The consequences are significantly more severe if there is an absence of leadership that pays adequate attention to public health or, at the least, heeds expert opinion (Tables S1 and S2) [54,55,65]. This escalation is independent of the country’s guiding principles. A mechanism should exist whereby the scientific community can provide effective advice to the government. However, this system is not operating effectively in Japan. In January 2023, Japan reported over 10,000 deaths, a number anticipated to multiply substantially [6,64]. Nevertheless, the government has made a cabinet decision to exempt COVID-19 patients from quarantine and is campaigning for people to stop wearing masks [93,94,95]. In addition to limiting the number of PCR tests, the government abandoned counting cases, stating that it would announce the number of deaths after two months [96], thus hiding issues from the people. Additionally, they are still promoting mRNA vaccination [82]. How unscientific these policies are is beyond dispute [33,34,35,86,87,88,97,98,99]; these unscientific policies will definitely affect many patients, including vulnerable ones. Clearly, the government was reluctant to assume responsibility for public health. One of the essential roles of experts is to scrutinise policies and persuade voters to avoid electing unsuitable leaders. In a country with a democratic system for electing leaders, voters must consider these crisis responses: Will the candidates enforce forced hardship, remain ineffective, or ensure intelligent identification and quarantine of infected individuals? An expert can discern these differences. The prompt removal of unscientific politicians is a necessary step for effective public health management.

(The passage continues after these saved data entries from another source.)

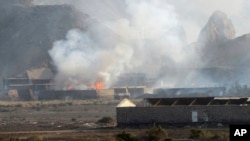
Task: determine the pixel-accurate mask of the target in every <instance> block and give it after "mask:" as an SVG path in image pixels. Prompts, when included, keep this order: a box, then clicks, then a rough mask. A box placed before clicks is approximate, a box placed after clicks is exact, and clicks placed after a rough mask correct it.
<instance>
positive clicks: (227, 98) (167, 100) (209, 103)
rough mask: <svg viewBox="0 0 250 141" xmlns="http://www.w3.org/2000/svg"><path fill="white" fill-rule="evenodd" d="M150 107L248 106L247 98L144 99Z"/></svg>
mask: <svg viewBox="0 0 250 141" xmlns="http://www.w3.org/2000/svg"><path fill="white" fill-rule="evenodd" d="M146 100H147V101H148V102H149V104H151V105H152V106H177V105H188V106H194V105H242V104H248V102H249V100H250V99H249V97H181V98H146Z"/></svg>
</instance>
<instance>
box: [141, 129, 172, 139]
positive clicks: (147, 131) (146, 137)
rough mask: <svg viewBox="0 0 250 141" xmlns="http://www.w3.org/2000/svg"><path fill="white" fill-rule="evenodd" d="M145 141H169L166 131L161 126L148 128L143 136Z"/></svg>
mask: <svg viewBox="0 0 250 141" xmlns="http://www.w3.org/2000/svg"><path fill="white" fill-rule="evenodd" d="M143 138H144V140H145V141H164V140H167V139H168V140H169V139H170V138H168V133H167V131H166V130H165V129H164V128H162V127H161V126H157V127H153V128H150V129H149V130H147V131H146V133H145V135H144V137H143Z"/></svg>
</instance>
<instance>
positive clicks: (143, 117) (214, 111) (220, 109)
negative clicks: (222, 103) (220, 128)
mask: <svg viewBox="0 0 250 141" xmlns="http://www.w3.org/2000/svg"><path fill="white" fill-rule="evenodd" d="M192 111H196V112H197V113H198V117H197V119H198V123H205V122H207V123H225V124H232V123H250V106H173V107H170V106H167V107H122V108H117V123H118V126H121V125H140V124H154V123H159V124H190V123H192Z"/></svg>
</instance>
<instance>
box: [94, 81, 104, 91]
mask: <svg viewBox="0 0 250 141" xmlns="http://www.w3.org/2000/svg"><path fill="white" fill-rule="evenodd" d="M95 88H96V90H101V89H103V84H102V82H101V81H97V82H96V83H95Z"/></svg>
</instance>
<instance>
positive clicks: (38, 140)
mask: <svg viewBox="0 0 250 141" xmlns="http://www.w3.org/2000/svg"><path fill="white" fill-rule="evenodd" d="M42 140H43V137H42V136H40V135H35V136H31V137H29V138H27V140H26V141H42Z"/></svg>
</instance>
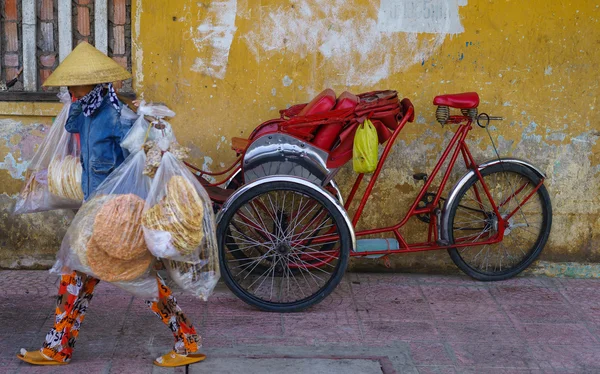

Although reports of confirmed cases are decreasing as many countries have stopped taking action [1], COVID-19 does not appear to have been completely terminated, and new variants continue to emerge [9,30]. Moreover, this will not be the last plague; similar pandemic diseases are likely to emerge in the future, and it remains to be determined whether it is more effective to respond with detection and quarantine as described herein or if alternative methods should be considered on a case-by-case basis. Consequently, objective and accurate measurements and analyses are essential [10].